Quatre experts qui ont fait le grand saut

D’Amnesty au géant des cosmétiques

Alexandra Palt. Directrice responsabilité sociétale et environnementale chez L’Oréal depuis 2012

Juriste de formation, l’Autrichienne Alexandra Palt a travaillé en Allemagne pour Amnesty International avant de rejoindre IMS-Entreprendre pour la Cité, une association d’entreprises engagées en RSE. Elle a dirigé la promotion de l’égalité à la Halde, puis fondé en 2008 sa propre agence de conseil en stratégie RSE, Fabric of society. Chez L’Oréal, c’est elle qui conduit le grand plan lancé en 2013 pour « innover, produire et consommer durablement » d’ici à 2020.

 

De Greenpeace à Transitions

Bruno Rebelle.
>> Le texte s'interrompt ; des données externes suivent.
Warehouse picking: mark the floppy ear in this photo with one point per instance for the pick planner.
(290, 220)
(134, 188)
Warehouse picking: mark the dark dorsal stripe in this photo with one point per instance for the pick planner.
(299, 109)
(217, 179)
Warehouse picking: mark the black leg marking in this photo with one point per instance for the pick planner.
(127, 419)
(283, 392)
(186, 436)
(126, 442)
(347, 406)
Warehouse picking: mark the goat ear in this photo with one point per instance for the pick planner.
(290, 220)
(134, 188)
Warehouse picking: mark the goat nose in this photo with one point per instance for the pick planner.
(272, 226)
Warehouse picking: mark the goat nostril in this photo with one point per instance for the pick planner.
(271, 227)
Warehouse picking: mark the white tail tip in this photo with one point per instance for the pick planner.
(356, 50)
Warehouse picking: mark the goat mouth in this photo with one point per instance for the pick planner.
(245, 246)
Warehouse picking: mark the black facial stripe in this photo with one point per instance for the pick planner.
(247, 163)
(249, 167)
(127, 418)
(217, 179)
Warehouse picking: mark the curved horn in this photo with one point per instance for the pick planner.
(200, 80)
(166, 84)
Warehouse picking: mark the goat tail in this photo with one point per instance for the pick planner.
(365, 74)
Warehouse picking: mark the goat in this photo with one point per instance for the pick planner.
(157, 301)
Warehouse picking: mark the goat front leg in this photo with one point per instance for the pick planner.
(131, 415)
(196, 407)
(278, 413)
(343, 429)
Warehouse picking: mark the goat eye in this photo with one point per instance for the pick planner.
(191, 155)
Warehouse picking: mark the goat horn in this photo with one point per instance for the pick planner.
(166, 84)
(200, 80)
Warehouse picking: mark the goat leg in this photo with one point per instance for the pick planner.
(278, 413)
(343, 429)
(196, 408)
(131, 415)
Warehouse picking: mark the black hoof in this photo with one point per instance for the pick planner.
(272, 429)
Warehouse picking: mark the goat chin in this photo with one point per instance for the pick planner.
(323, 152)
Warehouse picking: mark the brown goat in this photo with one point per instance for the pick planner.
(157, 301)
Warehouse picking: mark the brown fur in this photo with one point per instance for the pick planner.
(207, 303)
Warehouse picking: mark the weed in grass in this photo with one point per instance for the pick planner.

Directeur général de Transitions depuis février 2011

Critiqué, pour ne pas dire vilipendé par ses amis, Bruno Rebelle a quitté Greenpeace France, dont il a été le directeur exécutif, pour créer, avec deux associés, le cabinet de conseil Transitions. Cet ancien vétérinaire s’était un temps rapproché de la politique avant de faire le choix de travailler avec les entreprises pour les accompagner vers un développement plus soutenable.

 

De WCS à Kering

Helen Crowley. Responsable de l’innovation pour le sourcing durable chez Kering depuis 2011

Née en Tasmanie, Helen Crowley a travaillé dans le monde entier auprès de communautés locales pour favoriser le développement durable et la préservation de la biodiversité. Chez le groupe de luxe Kering, elle initie des pratiques et partenariats pour rendre l’approvisionnement plus responsable et les matériaux plus durables (programme de production durable de cachemire, coton biologique…). Gucci, l’une des marques du groupe, vient d’annoncer bannir les fourrures de sa collection.

 

De Sherpa à Total

Marie-Caroline Caillet. Directrice conseil droit et RSE chez Greenflex depuis 2015

Juriste, Marie-Caroline Caillet a rejoint le pétrolier Transocean, puis le pôle R & D de Sherpa, association visant à combattre les « crimes économiques » liés à la mondialisation des échanges. Lors de sa thèse de doctorat, elle milite pour le devoir de vigilance et un cadre juridique de la RSE contraignant pour les entreprises transnationales. En 2015, elle intègre Be-Linked, un cabinet spécialiste de la relation entre ONG et entreprises racheté par le cabinet Greenflex, désormais filiale de Total.